Self- and impurity diffusion of Ni, Ga, Ge, Ti, Nb and Bin the L1(2)-type intermetallic compound Ni3Al

Self- and impurity diffusion of Ni, Ga, Ge, Ti Nb and B was investigated in Ni3Al single and polycrystals. Ni self-diffusion was investigated applying two techniques of profile detection. At high temperatures profiles were obtained by an improved serial sectioning technique, while at low temperatures and small diffusion coefficients, respectively, concentration profiles were determined by secondary ion mass spectrometry (SIMS). It is concluded from the present data that Ni diffusion occurs via nearest-neighbour jumps of only thermal vacancies in the Ni-sublattice. Because of the lack of a suitable Al-tracer, Al-diffusion in the compound was simulated by investigating the diffusion behaviour of Ti, Nb, Ge and the homologous element Ga, which are preferentially located on Al sites. The difference in the observed enthalpies Q(Ga) and Q(Ni) agrees well with the predicted energy of antisite defect formation of Al in the Ni-sublattice (44.4 kJ mol(-1)). Therefore, it is most likely that diffusion of Ga occurs via nearest-neighbour jumps using Ni-vacancies in the Ni-sublattice. A lower diffusivity of Ti and Nh in comparison to Ga and Ge combined with a slightly enhanced activation enthalpy is observed.
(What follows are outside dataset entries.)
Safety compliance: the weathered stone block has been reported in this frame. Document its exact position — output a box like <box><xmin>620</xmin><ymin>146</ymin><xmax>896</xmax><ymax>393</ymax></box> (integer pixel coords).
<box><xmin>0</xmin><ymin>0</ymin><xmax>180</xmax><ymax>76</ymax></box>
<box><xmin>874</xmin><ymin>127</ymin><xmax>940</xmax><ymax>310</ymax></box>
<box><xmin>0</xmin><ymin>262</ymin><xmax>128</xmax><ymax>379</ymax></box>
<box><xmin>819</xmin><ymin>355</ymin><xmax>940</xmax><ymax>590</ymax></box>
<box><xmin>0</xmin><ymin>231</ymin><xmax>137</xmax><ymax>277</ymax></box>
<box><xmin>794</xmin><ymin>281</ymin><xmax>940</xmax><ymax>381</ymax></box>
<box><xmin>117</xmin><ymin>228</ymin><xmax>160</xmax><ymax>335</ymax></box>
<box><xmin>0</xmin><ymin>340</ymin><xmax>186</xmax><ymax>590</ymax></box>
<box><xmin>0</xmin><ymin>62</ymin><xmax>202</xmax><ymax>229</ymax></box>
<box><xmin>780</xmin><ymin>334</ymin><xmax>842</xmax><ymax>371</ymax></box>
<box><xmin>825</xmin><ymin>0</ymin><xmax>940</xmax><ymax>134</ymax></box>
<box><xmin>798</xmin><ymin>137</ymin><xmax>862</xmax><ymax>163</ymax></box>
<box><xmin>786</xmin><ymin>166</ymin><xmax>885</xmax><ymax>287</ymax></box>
The smaller activation enthalpy and the 3 to 4 orders of magnitude higher diffusivity of the B atoms indicate that B diffuses interstitially in the L1(2)-type Ni3Al lattice. The still relative high value of Q(B) of such an interstitial mechanism is attributed to the strong asymmetrical occupancy of the two energetically different types of octahedral interstitial sites in Ni3Al by the B atoms and the diffusion path resulting from the corresponding structural and energetical conditions.